From here: https://stackoverflow.com/a/5524120/462608

If you want to lock several mutex-protected objects from a set of such objects, where the sets could have been built by merging, you can

choose to use per object exactly one mutex, allowing more threads to work in parallel,

or to use per object one reference to any possibly shared recursive mutex, to lower the probability of failing to lock all mutexes together,

or to use per object one comparable reference to any possibly shared non-recursive mutex, circumventing the intent to lock multiple times.

I just don't understand the whole quote above. What is he referring to? Please explain in layman's words.

Here is my interpretation of the referenced quote. i hope that it's both understandable and actually matches the intent of the person who wrote that original answer.

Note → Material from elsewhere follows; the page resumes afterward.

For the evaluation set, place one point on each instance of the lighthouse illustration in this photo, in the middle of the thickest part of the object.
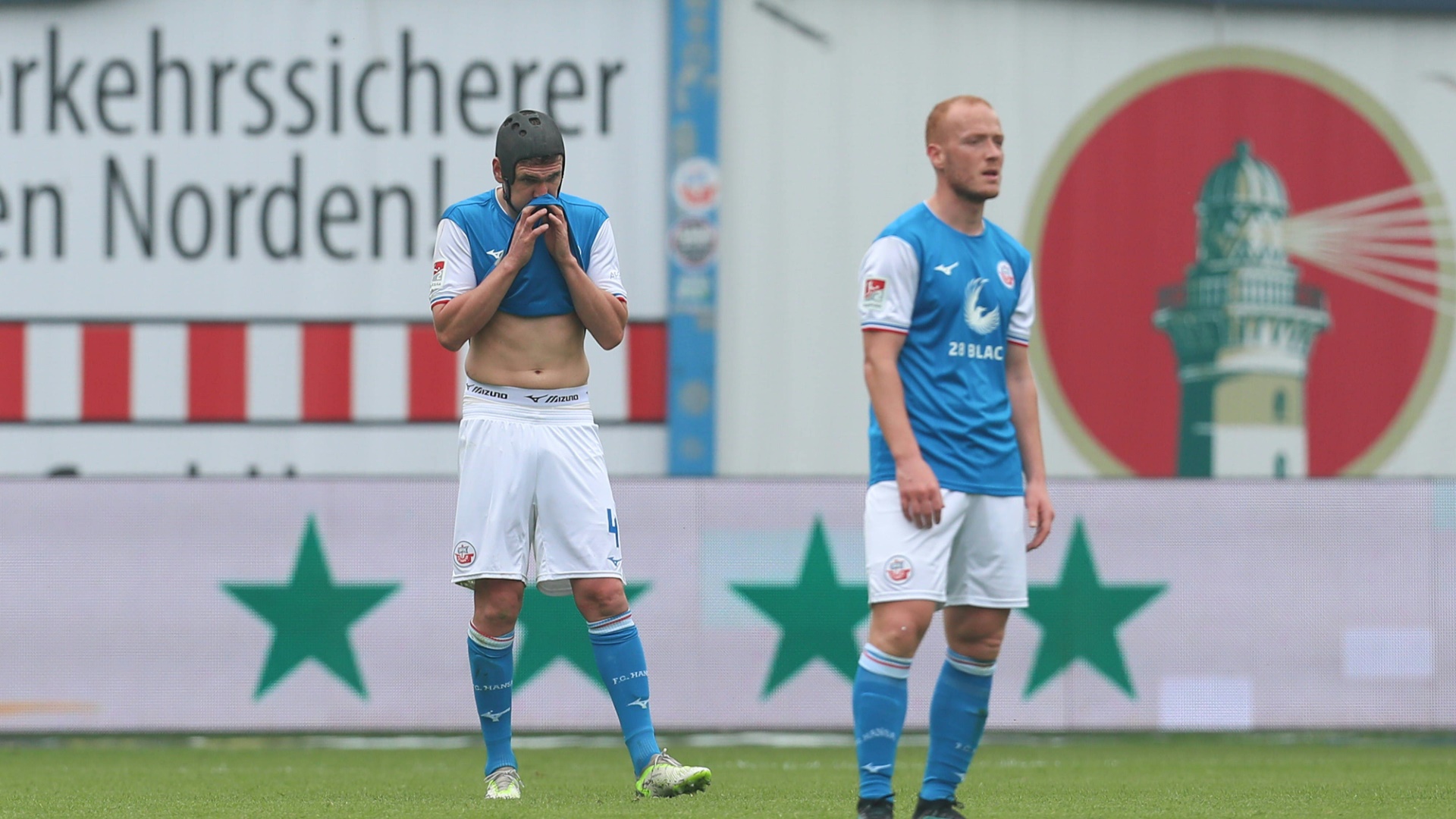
(1242, 328)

Lets say you have a data structure that needs to be protected by a mutex. You have some options as to how 'granular' you can treat the critical sections dealing with those objects. These options can also have an influence on how a thread might need to behave to acquire the locks for multiple objects at the same time:

• use one mutex per object:

  struct foo {
      mutex mux;
  
      // important data fields...
  };
  

  This has the benefit that threads dealing with different objects will have no contention. If a single thread needs to deal with multiple objects while holding the locks for them (I think this is what's meant by 'set merging'), there's no need for recursive mutexes. However, care does need to be taken to avoid deadlock.

• have each object refer to a recursive mutex which may be shared with other objects:

  struct foo {
      recursive_mutex* pmux;
  
      // important data fields...
  };
  

  Since two objects may actually be associated with a single mutex, if thread 1 tries to lock object A and thread 2 concurrently tries to lock object B when objects A and B are sharing the same mutex, one of the threads will block until the other thread releases the mutex. Since the mutex is recursive, a single thread may lock multiple objects, even if they share the same mutex. Note that there is still the same caveat about deadlock.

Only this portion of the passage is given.